Nobody has to score Hershey’s kisses on the street. Nobody has to smuggle Pringles across the country hidden in the wheel well of a car. And if you’re paying $100 for a gram of Coke, you’re definitely being overcharged.
But that doesn’t mean that the life-sustaining substances we come into the world loving and couldn’t survive without—the sugars and salts and fats and proteins, the fruits and vegetables and breads and meats—can’t get us into every bit as much danger as the deadly, often illegal substances that cause so much suffering. You can eat compulsively, just as you can smoke or drink or do drugs compulsively. And in all those cases, compulsions can become full-blown addictions, as repeated exposure plays the pleasure centers in the brain, creating a feedback loop of craving, indulging, consuming, regretting—and doing it all over the next day and the next.

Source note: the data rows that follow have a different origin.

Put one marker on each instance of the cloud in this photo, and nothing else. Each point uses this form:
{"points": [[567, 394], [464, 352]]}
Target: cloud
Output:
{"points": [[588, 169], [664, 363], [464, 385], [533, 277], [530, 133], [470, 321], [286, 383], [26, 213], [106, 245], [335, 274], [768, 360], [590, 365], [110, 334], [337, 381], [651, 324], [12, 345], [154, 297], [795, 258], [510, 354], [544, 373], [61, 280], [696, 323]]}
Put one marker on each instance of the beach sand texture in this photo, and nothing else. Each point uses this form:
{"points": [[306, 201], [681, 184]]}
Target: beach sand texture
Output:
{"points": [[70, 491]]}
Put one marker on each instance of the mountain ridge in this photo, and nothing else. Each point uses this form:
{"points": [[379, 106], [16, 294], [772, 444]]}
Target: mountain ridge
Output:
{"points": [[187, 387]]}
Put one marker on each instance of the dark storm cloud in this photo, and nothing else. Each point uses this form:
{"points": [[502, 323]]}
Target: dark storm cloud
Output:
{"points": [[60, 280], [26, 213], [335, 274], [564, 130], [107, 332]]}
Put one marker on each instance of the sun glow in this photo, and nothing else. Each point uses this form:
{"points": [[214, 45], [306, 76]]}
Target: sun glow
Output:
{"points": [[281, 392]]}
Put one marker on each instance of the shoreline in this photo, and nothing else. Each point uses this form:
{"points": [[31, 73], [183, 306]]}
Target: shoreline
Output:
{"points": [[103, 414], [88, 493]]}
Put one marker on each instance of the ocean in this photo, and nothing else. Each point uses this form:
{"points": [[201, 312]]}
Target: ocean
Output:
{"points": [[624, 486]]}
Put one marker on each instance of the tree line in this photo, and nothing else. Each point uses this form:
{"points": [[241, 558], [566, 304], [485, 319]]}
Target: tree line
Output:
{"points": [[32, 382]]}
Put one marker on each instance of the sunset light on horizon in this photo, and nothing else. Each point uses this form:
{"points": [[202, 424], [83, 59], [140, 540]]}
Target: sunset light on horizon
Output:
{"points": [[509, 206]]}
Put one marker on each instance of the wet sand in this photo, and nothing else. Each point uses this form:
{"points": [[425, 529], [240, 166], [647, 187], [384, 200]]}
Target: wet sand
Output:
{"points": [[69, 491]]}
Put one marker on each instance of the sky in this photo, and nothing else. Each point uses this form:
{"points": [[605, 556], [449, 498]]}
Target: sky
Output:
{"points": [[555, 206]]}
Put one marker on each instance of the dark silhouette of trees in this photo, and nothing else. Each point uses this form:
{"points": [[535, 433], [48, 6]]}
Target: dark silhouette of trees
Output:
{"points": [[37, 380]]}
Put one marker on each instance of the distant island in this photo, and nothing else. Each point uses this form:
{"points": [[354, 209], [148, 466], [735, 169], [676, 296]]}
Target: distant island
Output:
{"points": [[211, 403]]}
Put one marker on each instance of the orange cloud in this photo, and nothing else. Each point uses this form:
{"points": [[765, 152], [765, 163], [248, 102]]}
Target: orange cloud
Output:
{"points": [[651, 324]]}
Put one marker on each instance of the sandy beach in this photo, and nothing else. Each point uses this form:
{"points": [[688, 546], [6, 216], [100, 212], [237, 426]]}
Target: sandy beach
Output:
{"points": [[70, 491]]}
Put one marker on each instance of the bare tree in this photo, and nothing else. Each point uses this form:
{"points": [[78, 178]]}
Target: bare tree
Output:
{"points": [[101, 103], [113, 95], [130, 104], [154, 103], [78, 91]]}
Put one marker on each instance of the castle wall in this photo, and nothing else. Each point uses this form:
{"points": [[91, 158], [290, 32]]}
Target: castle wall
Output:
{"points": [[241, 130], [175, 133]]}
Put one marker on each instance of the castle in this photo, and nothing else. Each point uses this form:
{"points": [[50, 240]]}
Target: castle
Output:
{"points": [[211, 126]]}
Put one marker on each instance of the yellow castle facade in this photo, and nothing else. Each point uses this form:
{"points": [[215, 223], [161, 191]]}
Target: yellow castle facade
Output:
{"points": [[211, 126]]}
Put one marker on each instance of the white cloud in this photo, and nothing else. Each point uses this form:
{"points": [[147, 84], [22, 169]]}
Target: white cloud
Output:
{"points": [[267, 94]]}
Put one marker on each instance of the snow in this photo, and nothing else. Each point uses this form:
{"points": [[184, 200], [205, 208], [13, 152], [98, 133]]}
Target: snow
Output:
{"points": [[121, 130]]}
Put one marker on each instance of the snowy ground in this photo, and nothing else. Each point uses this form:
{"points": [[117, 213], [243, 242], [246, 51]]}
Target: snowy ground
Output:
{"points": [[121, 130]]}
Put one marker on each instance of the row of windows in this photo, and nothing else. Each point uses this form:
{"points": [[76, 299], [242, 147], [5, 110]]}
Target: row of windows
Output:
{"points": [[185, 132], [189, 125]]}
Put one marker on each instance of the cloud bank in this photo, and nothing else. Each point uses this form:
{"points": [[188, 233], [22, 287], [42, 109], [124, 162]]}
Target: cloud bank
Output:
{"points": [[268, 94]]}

Some numbers suggest that food may be as addictive as drugs, and in some cases more so. About 30% of people who try heroin become addicts; the same goes for about 16% of cocaine users. One study published in Frontiers in Psychology found that, when the definition of addiction is explained to obese or overweight subjects, up to 29% of them describe themselves as addicted to food. That takes its toll: more than 40% of Americans who are obese and the overall 71.6% who are overweight—which suggests at the very least an unhealthy dependency on food is common in the U.S.